Canon’s 50mm f/1.2 Rangefinder Lens; A Legend In The Super-Fast Realm Page 2

A long focusing travel seems to me to make focusing easier, and it certainly spreads out the depth of field scale, which is marked for f/2.8, then f/5.6-f/16. Two unmarked lines either side of the central f/1.2 index presumably correspond to f/2, and there is an IR focusing mark--a red R and a dot--just to the left of the far-distance depth of field mark. The equally-spaced diaphragm ring at the front of the lens is click-stopped at f/1.2 and f/1.4 and thereafter at whole-stop intervals (no half stops) to f/22; the diaphragm has 11 blades.

User's eye view of the 50mm f/1.2 showing equidistant stop settings on the diaphragm control ring--always a sign of quality--and the huge depth of field scale.

All right. Enough background. What's it like? Well... First, I tried it on a test chart using Kodak's Ektachrome EBX: not the sharpest film in the world, but far from the least sharp, and one that I know can deliver at least 75 lp/mm (line pairs per millimeter) with the very best lenses.

At middling apertures, f/4-f/11, the 50mm f/1.2 was far better than you might expect: quite unreasonably good, in fact, and more than usable for general photography. At f/2-f/2.8 it was fair, and f/16 isn't too bad, but at f/22 it was really very soft--which is one reason why so few lenses for 35mm, let alone fast lenses, stop down to f/22. As you open up beyond f/2, the performance rapidly deteriorates: by f/1.2 you are in the realms of desperation, at least as far as resolution is concerned.

At f/1.2 I saw about a bit under 50 lp/mm at the center, and maybe 30 lp/mm at about 10mm out. Stopping down to f/1.4 raised this to a bit over 50 lp/mm center, but did very little for 10mm out. By f/2.8 it had hit 60 lp/mm center, 50 at 10mm, and it peaked at around 75 lp/mm center, 60 at 10mm, by around f/8. Thereafter it deteriorated gently (but ever more rapidly) until at f/22 it was about the same as f/1.2.

Now, given that the main reason you might want a lens like this is for the extra speed, the resolution figures at wide apertures might seem unacceptable. This is not, however, entirely fair. When you are pressed to the limit (as you more or less have to be to need a lens this fast), you may well lose more sharpness to camera shake and to subject movement than to a frankly soft lens. Even half a stop can help, and if your usual 50mm lens is an f/2, f/1.2 is a stop and a half: well worth bothering.

It's also entirely true that for certain kinds of pictures, especially portraits, you don't want too much sharpness: this is one reason why relatively low-resolution digital cameras (6 megapixels and below) often seem to deliver such excellent results.

Then again, sharpness is not the only consideration. At wide apertures, the Canon is also very flaring and flat. A deep lens shade helps considerably, but also eats into the viewfinder area. But like poor resolution wide-open, flatness and flare may seem like a far greater disadvantage than they really are. As a general rule, when I am shooting at very low-light levels, I am also shooting at very high contrast levels: flare is positively welcome, to reduce on-the-film contrast.
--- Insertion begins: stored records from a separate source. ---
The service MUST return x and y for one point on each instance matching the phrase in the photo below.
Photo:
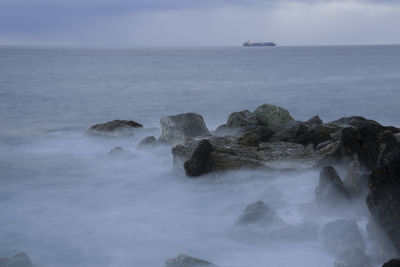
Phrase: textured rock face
(114, 128)
(384, 198)
(241, 119)
(186, 261)
(19, 260)
(179, 127)
(330, 187)
(270, 115)
(200, 161)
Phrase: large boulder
(259, 214)
(330, 187)
(114, 128)
(177, 128)
(187, 261)
(200, 162)
(270, 115)
(384, 198)
(19, 260)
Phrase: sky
(198, 22)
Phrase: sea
(66, 202)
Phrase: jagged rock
(384, 199)
(330, 187)
(177, 128)
(200, 162)
(114, 128)
(257, 213)
(270, 115)
(341, 237)
(240, 119)
(228, 154)
(19, 260)
(147, 142)
(315, 120)
(392, 263)
(187, 261)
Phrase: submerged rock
(257, 213)
(19, 260)
(200, 161)
(177, 128)
(241, 119)
(148, 141)
(114, 128)
(270, 115)
(330, 187)
(187, 261)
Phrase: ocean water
(66, 202)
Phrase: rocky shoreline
(367, 153)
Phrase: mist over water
(66, 202)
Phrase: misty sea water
(66, 202)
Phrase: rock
(330, 187)
(270, 115)
(114, 128)
(19, 260)
(200, 161)
(240, 119)
(187, 261)
(179, 127)
(342, 236)
(384, 198)
(315, 120)
(259, 214)
(228, 154)
(392, 263)
(249, 139)
(147, 142)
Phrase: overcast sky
(198, 22)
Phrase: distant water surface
(66, 202)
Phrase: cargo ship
(248, 43)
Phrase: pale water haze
(66, 202)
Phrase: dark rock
(392, 263)
(147, 141)
(179, 127)
(384, 198)
(200, 162)
(270, 115)
(342, 236)
(330, 187)
(187, 261)
(114, 128)
(257, 214)
(240, 119)
(249, 139)
(19, 260)
(315, 120)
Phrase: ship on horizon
(249, 43)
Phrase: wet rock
(392, 263)
(228, 154)
(342, 237)
(240, 119)
(19, 260)
(187, 261)
(114, 128)
(177, 128)
(200, 161)
(257, 213)
(330, 187)
(315, 120)
(148, 141)
(384, 198)
(270, 115)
In color, in daylight, flare makes for excessive blueness, but under tungsten it warms the image up: again, an advantage as often as not. It also increases the effective ISO speed of the film: there's more shadow density at a given exposure than there is with a contrastier lens. This was one reason why old, fast Leica lenses such as the 50mm f/1.5 Xenon remained in professional use for so much longer than might have been expected.

In other words, the 50mm f/1.2 has what the French call "les fautes de ses qualites": the faults of its qualities. At normal apertures--f/5.6 and f/8--you can't really fault it, so it is a perfectly good general-application lens. When you need real speed, you can't compare f/1.2 with f/2. Yes, it is soft and flaring wide-open, but as I have already said, this is often better than risking camera shake with a slower lens.

A kind friend lent me a 50mm f/1 Leica Noctilux for a year, and there is no doubt that objectively the Noctilux is vastly superior. Certainly, there's no question about which I would rather have. But as I can't afford a Noctilux, and as I already have a 50mm f/1.2 Canon, I have to admit (having tried both) that the 50mm f/1.2 is not as inferior for real-life pictures as it might seem it is for theoretical ones.

At least it isn't as inferior for the kind of shots I want to take, and I've seen a number of surprisingly good shots (often better than mine) taken by other Canon 50mm f/1.2 users. This all goes to prove the old saying that most lenses and cameras are better than the majority of photographers who own them. I was going to sell it, and I suppose if someone offered me enough money for it--$350, say--I'd still do so; but for the $250 or so I was thinking of asking, well, I think I'll keep it.